- Born: 1909 Buenos Aires, Argentina
- Died: 1968 (aged 58–59) Ypsilanti State Hospital, Ypsilanti, Michigan, U.S.
- Other names: Lavalle, Ramon B Muniz
- Occupation(s): Argentine diplomat and journalist

= Ramón Lavalle =

Argentine diplomat and journalist

Ramon Lavalle (1909–1968), also known as Ramon Muniz Lavalle, was an Argentine diplomat and journalist who served as Argentine consul to Japan during World War II before renouncing his citizenship and going to the United States to work in U.S. intelligence operations for the Office of War Information.

Lavalle witnessed war crimes by Japanese soldiers and officers and provided testimony to World War II war crime trials. His grandfathers were Juan Lavalle, former Argentine General, Governor of Buenos Aires Province, and an Argentine folk-hero and Francisco Muniz, a prominent doctor in Buenos Aires. Both men are honoured in their country by being buried in the national La Recoleta Cemetery. Juan Lavalle is furthered honored with one of the most famous plazas in Buenos Aires, Plaza Lavalle and the largest pedestrian street, Calle Lavalle. The Teatro Colón Opera House, national post office, and Argentina's Supreme Court surround the Plaza. Muniz is honoured with Buenos Aires' major hospital being named Hospital Muniz.

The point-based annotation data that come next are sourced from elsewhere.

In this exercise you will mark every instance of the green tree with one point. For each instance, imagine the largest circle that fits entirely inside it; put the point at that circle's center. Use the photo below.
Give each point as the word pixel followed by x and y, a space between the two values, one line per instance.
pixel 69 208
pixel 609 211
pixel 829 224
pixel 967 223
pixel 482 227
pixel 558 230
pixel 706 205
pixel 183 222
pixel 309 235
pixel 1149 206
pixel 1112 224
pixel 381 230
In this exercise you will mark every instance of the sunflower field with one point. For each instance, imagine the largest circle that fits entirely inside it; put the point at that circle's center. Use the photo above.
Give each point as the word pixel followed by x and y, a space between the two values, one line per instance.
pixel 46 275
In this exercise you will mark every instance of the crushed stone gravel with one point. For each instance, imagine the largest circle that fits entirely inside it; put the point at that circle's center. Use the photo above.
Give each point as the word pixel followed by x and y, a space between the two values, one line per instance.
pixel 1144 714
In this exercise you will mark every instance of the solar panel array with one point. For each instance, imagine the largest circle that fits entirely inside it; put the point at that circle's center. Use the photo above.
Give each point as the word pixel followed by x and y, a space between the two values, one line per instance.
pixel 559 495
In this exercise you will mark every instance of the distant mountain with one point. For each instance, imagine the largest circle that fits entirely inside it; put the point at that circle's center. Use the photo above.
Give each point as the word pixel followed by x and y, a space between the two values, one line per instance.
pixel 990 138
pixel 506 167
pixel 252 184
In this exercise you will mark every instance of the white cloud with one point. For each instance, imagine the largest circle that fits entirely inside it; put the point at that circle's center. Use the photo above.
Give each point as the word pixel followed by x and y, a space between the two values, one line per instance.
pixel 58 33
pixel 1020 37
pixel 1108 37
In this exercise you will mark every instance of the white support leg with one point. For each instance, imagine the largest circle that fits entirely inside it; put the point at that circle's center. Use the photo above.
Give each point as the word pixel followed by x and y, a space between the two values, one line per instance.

Ramon Lavalle attended the London School of Economics. He married Amelia Mahou y Garcia in Spain in April 1936. The marriage produced three children; Gwendolyn Pasionaria, Arthur Jack Cimarron, and Raymond Muñiz. Gwendolyn, who was born in Glasgow, where Ramon Lavalle served at the Argentine Consulate, died in Kowloon of dysentery shortly after the Japanese invasion, which was reported by Carlos Baker in his Hemingway biography. The marriage ended in divorce in 1952. Ramon Lavalle later married Matilde Porras in Havana, Cuba.

Ramon Lavalle was fluent in thirteen languages.

He died in 1969 at Ypsilanti State Hospital, where he had been committed to by his then wife, Matilde. He died of pre-senility dementia, which his father and his sister, Perla, had also died from.